Him or Hur?

Politico Playbook previews the testimony later this morning of Special Counsel Robert Hur before the House Judiciary Committee. Hur is to testify on the report of his investigation of Joe Biden’s mishandling of classified documents (i.e., the report submitted to Attorney General Merrick Garland). The Playbookers have obtained and posted Hur’s opening statement here. These are the operative paragraphs:

My report reflects my best effort to explain why I declined to recommend charging President Biden. I analyzed the evidence as prosecutors routinely do: by assessing its strengths and weaknesses, including by anticipating the ways in which the President’s defense lawyers might poke holes in the government’s case if there were a trial and seek to persuade jurors that the government could not prove his guilt beyond a reasonable doubt.

There has been a lot of attention paid to language in the report about the President’s memory, so let me say a few words about that. My task was to determine whether the President retained or disclosed national defense information “willfully”—meaning, knowingly and with the intent to do something the law forbids.

I could not make that determination without assessing the President’s state of mind. For that reason, I had to consider the President’s memory and overall mental state, and how a jury likely would perceive his memory and mental state in a criminal trial. These are the types of issues prosecutors analyze every day. And because these issues were important to my ultimate decision, I had to include a discussion of them in my report to the Attorney General.

The evidence and the President himself put his memory squarely at issue. We interviewed the President and asked him about his recorded statement, “I just found all the classified stuff downstairs.” He told us that he didn’t remember saying that to his ghostwriter. He also said he didn’t remember finding any classified material in his home after his vice presidency. And he didn’t remember anything about how classified documents about Afghanistan made their way into his garage.

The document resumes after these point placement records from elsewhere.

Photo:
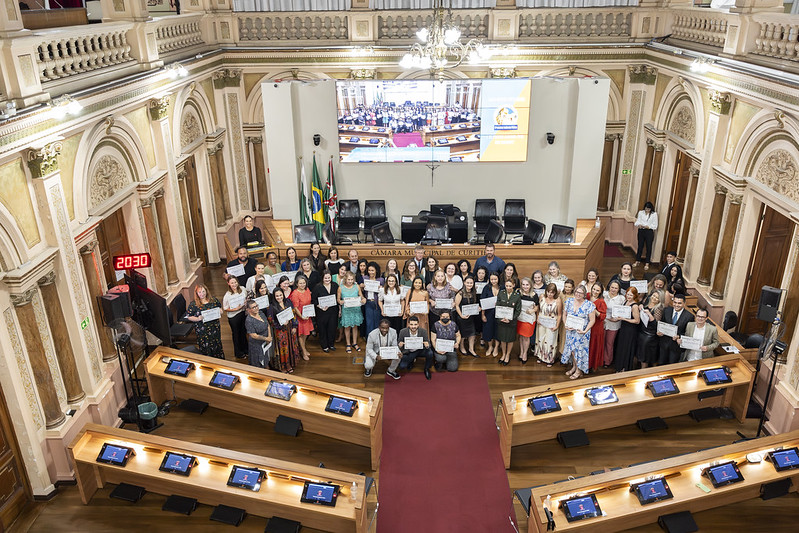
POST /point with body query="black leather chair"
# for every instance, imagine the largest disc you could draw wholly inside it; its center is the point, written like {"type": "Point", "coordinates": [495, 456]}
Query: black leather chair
{"type": "Point", "coordinates": [495, 233]}
{"type": "Point", "coordinates": [514, 218]}
{"type": "Point", "coordinates": [381, 233]}
{"type": "Point", "coordinates": [348, 219]}
{"type": "Point", "coordinates": [304, 234]}
{"type": "Point", "coordinates": [437, 230]}
{"type": "Point", "coordinates": [561, 234]}
{"type": "Point", "coordinates": [374, 212]}
{"type": "Point", "coordinates": [485, 210]}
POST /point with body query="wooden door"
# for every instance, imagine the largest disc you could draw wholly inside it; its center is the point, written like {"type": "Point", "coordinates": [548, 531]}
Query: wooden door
{"type": "Point", "coordinates": [195, 211]}
{"type": "Point", "coordinates": [679, 191]}
{"type": "Point", "coordinates": [14, 487]}
{"type": "Point", "coordinates": [112, 238]}
{"type": "Point", "coordinates": [766, 266]}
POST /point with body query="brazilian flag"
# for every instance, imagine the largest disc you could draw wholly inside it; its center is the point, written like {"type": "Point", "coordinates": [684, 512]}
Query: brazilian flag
{"type": "Point", "coordinates": [317, 205]}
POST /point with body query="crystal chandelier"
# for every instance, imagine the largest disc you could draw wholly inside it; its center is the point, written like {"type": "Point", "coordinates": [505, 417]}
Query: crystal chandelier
{"type": "Point", "coordinates": [440, 45]}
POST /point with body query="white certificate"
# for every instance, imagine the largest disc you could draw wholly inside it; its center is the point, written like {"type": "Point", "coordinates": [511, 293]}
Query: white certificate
{"type": "Point", "coordinates": [547, 321]}
{"type": "Point", "coordinates": [236, 270]}
{"type": "Point", "coordinates": [470, 309]}
{"type": "Point", "coordinates": [327, 301]}
{"type": "Point", "coordinates": [389, 352]}
{"type": "Point", "coordinates": [443, 303]}
{"type": "Point", "coordinates": [391, 309]}
{"type": "Point", "coordinates": [418, 308]}
{"type": "Point", "coordinates": [669, 330]}
{"type": "Point", "coordinates": [444, 345]}
{"type": "Point", "coordinates": [690, 343]}
{"type": "Point", "coordinates": [640, 285]}
{"type": "Point", "coordinates": [622, 311]}
{"type": "Point", "coordinates": [488, 303]}
{"type": "Point", "coordinates": [211, 314]}
{"type": "Point", "coordinates": [413, 343]}
{"type": "Point", "coordinates": [285, 316]}
{"type": "Point", "coordinates": [262, 301]}
{"type": "Point", "coordinates": [575, 322]}
{"type": "Point", "coordinates": [503, 312]}
{"type": "Point", "coordinates": [355, 301]}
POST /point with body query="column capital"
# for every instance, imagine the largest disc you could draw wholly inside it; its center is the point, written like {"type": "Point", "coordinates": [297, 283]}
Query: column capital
{"type": "Point", "coordinates": [44, 161]}
{"type": "Point", "coordinates": [158, 108]}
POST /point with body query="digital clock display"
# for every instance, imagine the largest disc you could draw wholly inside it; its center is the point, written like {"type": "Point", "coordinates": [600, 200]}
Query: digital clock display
{"type": "Point", "coordinates": [125, 262]}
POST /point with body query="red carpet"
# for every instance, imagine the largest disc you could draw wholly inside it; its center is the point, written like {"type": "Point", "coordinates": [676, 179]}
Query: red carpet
{"type": "Point", "coordinates": [441, 469]}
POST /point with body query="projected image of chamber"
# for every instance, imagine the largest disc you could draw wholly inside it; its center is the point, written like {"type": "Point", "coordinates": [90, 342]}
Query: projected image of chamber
{"type": "Point", "coordinates": [400, 121]}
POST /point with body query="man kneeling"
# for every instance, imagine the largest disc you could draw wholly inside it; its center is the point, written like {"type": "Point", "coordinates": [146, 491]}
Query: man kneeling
{"type": "Point", "coordinates": [382, 344]}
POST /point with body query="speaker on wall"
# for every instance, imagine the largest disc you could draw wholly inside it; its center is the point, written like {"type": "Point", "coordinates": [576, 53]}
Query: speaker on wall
{"type": "Point", "coordinates": [769, 303]}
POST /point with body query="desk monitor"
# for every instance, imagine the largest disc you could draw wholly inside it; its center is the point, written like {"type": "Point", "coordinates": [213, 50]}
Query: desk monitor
{"type": "Point", "coordinates": [180, 368]}
{"type": "Point", "coordinates": [786, 459]}
{"type": "Point", "coordinates": [602, 395]}
{"type": "Point", "coordinates": [544, 404]}
{"type": "Point", "coordinates": [723, 474]}
{"type": "Point", "coordinates": [662, 387]}
{"type": "Point", "coordinates": [223, 380]}
{"type": "Point", "coordinates": [652, 491]}
{"type": "Point", "coordinates": [280, 390]}
{"type": "Point", "coordinates": [115, 455]}
{"type": "Point", "coordinates": [581, 508]}
{"type": "Point", "coordinates": [177, 463]}
{"type": "Point", "coordinates": [342, 406]}
{"type": "Point", "coordinates": [320, 493]}
{"type": "Point", "coordinates": [717, 376]}
{"type": "Point", "coordinates": [246, 478]}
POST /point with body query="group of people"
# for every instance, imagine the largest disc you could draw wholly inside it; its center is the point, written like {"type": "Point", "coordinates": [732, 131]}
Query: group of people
{"type": "Point", "coordinates": [424, 309]}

My assessment in the report about the relevance of the President’s memory was necessary and accurate and fair. Most importantly, what I wrote is what I believe the evidence shows, and what I expect jurors would perceive and believe. I did not sanitize my explanation. Nor did I disparage the President unfairly. I explained to the Attorney General my decision and the reasons for it. That’s what I was required to do.

This is confused and confusing. Did Hur base his non-prosecution decision on his putative inability to prove the mental element of the possible offenses? Hur implies it is “willfulness,” although “gross negligence” would have sufficed to prove the offense under 28 U.S.C § 793. Or did he base his non-prosecution decision on a jury’s anticipated pity for a senile dolt? I trust that some members of the committee will home in on this issue this morning.